FIG. 6 is a circuit diagram showing an example of a conventional current mirror circuit.

FIG. 7 is a circuit diagram showing another example of a conventional current mirror circuit.

FIG. 8 is a circuit diagram showing still another example of a conventional current mirror circuit.

FIG. 9 is a diagram showing a relationship between a set voltage and an input current of the conventional current mirror circuit of the above.

[Explanation of symbols]

 Q3 first transistor Q1 second transistor Q4 third transistor Q2 fourth transistor 1 fixed current source 2 variable current source 3 output means

Claims (2)

[Claims] 1. A first transistor, a second transistor connected in series with the first transistor, a third transistor having a base and a collector connected to the base of the first transistor, and the third transistor.
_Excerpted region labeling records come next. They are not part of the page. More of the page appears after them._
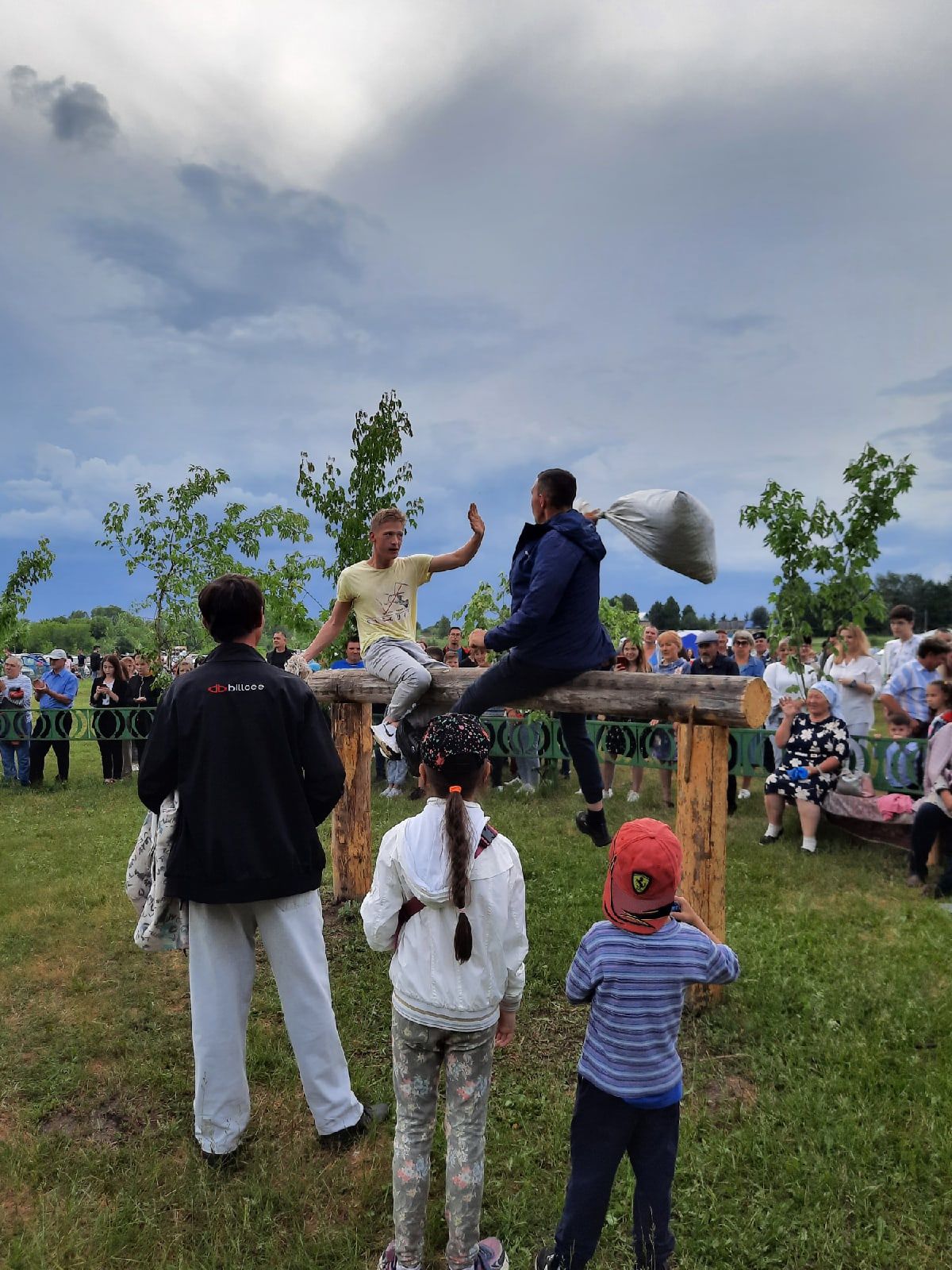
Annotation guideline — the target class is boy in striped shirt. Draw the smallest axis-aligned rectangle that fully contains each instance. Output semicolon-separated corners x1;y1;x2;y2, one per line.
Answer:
535;819;740;1270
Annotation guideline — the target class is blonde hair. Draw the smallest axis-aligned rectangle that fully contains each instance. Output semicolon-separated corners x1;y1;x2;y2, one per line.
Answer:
618;635;654;675
833;622;869;665
370;506;406;533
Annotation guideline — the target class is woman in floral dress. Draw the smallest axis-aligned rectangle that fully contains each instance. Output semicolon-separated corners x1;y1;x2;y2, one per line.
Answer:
760;679;849;852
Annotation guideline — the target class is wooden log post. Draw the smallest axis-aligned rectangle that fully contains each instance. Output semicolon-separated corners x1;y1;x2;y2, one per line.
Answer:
330;701;373;903
674;724;730;1006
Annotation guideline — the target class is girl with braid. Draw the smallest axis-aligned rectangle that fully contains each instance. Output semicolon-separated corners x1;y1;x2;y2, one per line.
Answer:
360;714;529;1270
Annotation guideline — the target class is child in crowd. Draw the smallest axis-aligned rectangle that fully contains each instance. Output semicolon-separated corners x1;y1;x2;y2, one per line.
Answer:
360;714;528;1270
381;758;408;798
535;819;740;1270
925;679;952;741
886;710;919;790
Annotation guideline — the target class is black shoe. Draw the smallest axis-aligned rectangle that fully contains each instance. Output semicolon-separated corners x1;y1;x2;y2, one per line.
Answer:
202;1147;241;1170
320;1103;390;1149
575;811;612;847
532;1249;565;1270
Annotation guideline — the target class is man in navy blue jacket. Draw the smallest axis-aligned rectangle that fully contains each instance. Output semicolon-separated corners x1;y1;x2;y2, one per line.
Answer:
462;468;614;847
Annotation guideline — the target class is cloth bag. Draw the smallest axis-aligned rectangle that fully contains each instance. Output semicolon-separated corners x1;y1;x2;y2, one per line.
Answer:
575;489;717;582
125;790;188;952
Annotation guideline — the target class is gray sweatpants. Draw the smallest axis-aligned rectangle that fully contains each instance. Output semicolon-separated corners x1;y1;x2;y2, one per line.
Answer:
363;639;443;719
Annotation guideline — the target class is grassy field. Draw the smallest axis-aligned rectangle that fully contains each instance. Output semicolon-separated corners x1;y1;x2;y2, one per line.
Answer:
0;743;952;1270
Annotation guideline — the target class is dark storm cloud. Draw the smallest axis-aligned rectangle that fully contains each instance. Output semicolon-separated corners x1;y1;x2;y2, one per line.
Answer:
72;164;363;332
8;66;119;148
880;366;952;396
678;313;776;339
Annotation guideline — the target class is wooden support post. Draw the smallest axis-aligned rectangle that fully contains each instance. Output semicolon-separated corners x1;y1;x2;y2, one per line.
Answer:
674;724;730;1006
330;701;373;903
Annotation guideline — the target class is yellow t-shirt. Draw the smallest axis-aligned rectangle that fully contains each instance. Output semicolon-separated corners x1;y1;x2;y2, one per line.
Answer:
338;555;433;652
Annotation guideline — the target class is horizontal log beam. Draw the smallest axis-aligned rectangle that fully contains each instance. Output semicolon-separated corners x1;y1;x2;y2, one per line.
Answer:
307;667;770;728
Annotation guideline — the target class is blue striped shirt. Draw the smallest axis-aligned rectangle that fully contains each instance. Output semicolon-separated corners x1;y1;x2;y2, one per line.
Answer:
882;656;939;722
565;921;740;1101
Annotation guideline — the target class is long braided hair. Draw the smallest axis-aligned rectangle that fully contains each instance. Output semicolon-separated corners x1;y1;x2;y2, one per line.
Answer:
420;714;489;963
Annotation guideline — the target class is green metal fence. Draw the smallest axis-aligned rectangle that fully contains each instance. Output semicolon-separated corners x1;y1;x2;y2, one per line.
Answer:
0;706;923;794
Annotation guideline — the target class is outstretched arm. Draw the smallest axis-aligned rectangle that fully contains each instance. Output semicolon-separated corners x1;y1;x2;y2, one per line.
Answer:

A fourth transistor connected in series to the third transistor and having a base connected to the base and collector of the second transistor, a fixed current source connected to the first and second transistor side lines, and a variable A current source, and the third and fourth
A current mirror circuit comprising an output means connected to a line on the transistor side of the current mirror circuit, wherein the variable current source is connected to a connection point between the first transistor and the second transistor. .. 2. The current mirror circuit according to claim 1, wherein a variable current source capable of changing an input current by changing a voltage is used.